Te amo, te odio.
No puedo apartarte.
Te respiro, te pruebo.
No puedo vivir sin ti.
Te vi en ese vestido blanco y azul; tu hermoso cabello negro azabache, brillante. A pesar de la clara señal de advertencia que se disparaba ante mis ojos, lo acelerado de mi corazón me obligaba a acercarme.
El roce de tu cuerpo en mis manos me emocionó; casi resbalabas entre mis dedos, atontados por el nerviosismo. Hacía tanto que no te sentía tan cerca... tan mía, desde hacía mucho.

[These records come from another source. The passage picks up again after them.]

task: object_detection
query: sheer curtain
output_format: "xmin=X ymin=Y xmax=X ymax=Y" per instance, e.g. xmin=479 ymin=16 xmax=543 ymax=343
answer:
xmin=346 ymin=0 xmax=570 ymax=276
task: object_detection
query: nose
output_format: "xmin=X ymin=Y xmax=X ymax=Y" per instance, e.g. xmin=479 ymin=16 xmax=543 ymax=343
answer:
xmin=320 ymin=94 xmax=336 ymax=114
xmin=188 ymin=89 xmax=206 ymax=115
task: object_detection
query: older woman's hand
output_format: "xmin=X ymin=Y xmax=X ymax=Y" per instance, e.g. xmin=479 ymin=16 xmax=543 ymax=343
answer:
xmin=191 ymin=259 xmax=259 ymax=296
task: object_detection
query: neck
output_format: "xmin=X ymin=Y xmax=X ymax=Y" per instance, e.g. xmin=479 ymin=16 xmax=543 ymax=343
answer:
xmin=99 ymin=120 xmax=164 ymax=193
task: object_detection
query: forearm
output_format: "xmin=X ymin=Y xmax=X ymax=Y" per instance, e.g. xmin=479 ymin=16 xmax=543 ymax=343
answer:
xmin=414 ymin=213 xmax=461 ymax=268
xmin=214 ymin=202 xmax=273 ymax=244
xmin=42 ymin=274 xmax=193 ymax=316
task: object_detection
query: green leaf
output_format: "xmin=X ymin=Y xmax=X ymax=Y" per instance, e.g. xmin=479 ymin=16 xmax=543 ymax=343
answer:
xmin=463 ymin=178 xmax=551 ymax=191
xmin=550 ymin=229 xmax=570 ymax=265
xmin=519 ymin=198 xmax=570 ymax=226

Tu aroma, al despojarte de aquella barrera que nos estorbaba, penetraba en mis narices; no podía esperar a probarte de nuevo. Estaba tan ansioso como la primera vez que te conocí y, como siempre, tu sabor era la medicina para mi ansiedad desbordada. Esa lujuria que sentía al probar tu fuerte olor seguramente era hasta incómoda de escuchar.
Sé bien que cada bocanada es vida que escapa de mi ser y que, al final, ese amor obsesivo será el que me lleve a la tumba; pero sentirte en mis labios y respirar tu cuerpo ardiente es el máximo placer.